Autoridades de la Legislatura porteña descubrieron una placa alusiva en el lugar donde debaten los representantes elegidos por el pueblo.
Desde las vísperas del último Día de la Bandera, el recinto de sesiones de la Legislatura se denomina Manuel Belgrano, por resolución de los diputados de la Ciudad de Buenos Aires, donde nació y murió el gran prócer de la Patria (3 Jun 1770 – 20 Jun 1820).
Este miércoles se descubrió una placa evocativa colocada en el ingreso principal al recinto, durante un acto que encabezó el vicepresidente primero de la institución, Agustín Forchieri (Vamos Juntos), acompañado por los vicepresidentes segundo, María Rosa Muiños (Frente de Todos), y tercero, Roy Cortina (Socialista), este último autor del proyecto votado por unanimidad.
La resolución aprobada el 18 de junio último manda también a crear un busto del patriota para ser “emplazado en el sector principal del recinto”, donde ya existen sendas esculturas de Sarmiento y de San Martín. “A los efectos de su realización, la vicepresidencia primera llamara a un concurso público de artistas residentes en la CABA”.
Belgrano fue uno de los más activos impulsores del movimiento emancipador de la Revolución de Mayo e integró la Primera Junta de gobierno patrio. Abogado, funcionario, periodista, economista, político, asumió responsabilidades militares en la lucha por la independencia y fue el general de la campaña al Alto Paraguay y luego del Ejército del Norte.
Se lo reconoce como uno de los primeros promotores argentinos del comercio, la industria y la educación pública. El general José de San Martín -quien lo reemplazó en la comandancia del Ejército del Norte- supo decir de Belgrano, en correspondencia epistolar, que era “el mejor patriota de América”.

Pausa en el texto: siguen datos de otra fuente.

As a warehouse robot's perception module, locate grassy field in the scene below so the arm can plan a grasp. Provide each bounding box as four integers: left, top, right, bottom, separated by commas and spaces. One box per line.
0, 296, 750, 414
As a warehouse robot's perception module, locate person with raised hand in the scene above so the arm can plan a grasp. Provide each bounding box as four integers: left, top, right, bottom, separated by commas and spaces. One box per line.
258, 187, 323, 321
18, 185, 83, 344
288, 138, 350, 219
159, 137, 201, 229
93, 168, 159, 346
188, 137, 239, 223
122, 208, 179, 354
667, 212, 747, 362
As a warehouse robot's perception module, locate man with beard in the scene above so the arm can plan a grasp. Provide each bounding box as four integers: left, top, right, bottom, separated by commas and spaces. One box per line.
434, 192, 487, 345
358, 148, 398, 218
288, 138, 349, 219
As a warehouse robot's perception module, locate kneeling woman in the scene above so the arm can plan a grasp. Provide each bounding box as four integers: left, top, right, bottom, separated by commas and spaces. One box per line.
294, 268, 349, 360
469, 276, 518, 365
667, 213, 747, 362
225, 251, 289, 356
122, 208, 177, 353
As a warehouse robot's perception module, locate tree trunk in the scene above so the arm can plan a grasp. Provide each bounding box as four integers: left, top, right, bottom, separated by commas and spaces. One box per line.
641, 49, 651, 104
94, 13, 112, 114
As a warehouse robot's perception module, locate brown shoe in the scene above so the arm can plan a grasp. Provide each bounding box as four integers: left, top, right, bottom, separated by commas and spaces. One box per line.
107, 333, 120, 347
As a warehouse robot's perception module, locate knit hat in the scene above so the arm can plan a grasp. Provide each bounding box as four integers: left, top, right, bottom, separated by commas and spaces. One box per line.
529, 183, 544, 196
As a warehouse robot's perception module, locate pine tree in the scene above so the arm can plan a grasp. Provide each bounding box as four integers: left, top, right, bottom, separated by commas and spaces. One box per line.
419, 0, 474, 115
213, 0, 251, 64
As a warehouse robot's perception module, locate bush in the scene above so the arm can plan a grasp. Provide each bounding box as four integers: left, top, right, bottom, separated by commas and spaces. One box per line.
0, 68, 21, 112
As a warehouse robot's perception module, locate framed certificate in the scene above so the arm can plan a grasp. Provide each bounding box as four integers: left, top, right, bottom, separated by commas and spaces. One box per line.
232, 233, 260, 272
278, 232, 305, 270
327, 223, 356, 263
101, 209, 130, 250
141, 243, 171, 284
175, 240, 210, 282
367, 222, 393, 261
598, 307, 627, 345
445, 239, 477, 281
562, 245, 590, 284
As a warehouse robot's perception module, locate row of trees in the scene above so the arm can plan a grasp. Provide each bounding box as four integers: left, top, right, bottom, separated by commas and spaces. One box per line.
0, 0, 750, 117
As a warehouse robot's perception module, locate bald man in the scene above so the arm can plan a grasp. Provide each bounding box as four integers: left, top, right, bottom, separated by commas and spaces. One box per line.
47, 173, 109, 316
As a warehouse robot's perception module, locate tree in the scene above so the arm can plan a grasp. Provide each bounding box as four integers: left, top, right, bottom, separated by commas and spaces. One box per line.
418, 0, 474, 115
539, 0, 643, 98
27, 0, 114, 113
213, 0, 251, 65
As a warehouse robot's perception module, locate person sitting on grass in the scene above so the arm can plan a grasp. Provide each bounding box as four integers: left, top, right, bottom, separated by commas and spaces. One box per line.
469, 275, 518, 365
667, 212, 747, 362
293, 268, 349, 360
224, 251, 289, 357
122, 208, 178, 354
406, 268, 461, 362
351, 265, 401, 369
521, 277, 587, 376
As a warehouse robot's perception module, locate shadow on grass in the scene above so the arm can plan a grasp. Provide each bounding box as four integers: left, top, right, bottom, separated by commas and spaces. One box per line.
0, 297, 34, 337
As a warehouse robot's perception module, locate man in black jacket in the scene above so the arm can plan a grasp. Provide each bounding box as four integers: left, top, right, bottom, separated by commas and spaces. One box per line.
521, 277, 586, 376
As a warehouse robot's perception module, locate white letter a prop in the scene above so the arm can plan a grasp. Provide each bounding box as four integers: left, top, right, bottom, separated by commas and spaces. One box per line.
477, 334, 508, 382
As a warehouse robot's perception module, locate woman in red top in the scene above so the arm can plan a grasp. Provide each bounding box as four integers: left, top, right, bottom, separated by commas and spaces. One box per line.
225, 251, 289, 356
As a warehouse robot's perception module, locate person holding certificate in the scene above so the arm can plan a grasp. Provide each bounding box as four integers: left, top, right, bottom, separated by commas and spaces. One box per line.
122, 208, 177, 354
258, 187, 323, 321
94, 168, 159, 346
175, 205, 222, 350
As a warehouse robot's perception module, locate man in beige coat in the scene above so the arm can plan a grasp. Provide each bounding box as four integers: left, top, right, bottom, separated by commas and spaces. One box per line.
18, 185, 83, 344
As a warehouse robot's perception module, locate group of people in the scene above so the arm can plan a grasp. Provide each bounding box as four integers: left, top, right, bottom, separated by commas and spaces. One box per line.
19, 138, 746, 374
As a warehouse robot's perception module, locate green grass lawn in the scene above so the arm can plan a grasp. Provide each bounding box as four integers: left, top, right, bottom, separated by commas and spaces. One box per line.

La figura histórica de Belgrano fue revalidada a partir de su reconocimiento oficial como el creador de la Bandera Nacional de colores blanco y azul celeste, izada por primera vez el 27 febrero de 1812 sobre las barrancas del río Paraná, en la Villa del Rosario de los Arroyos, lugar en donde hoy se emplaza el imponente Monumento Nacional a la Bandera. Para su custodia, instaló dos baterías de artillería a las que bautizó Independencia y Libertad, en una inequívoca referencia a las motivaciones de su causa patriótica.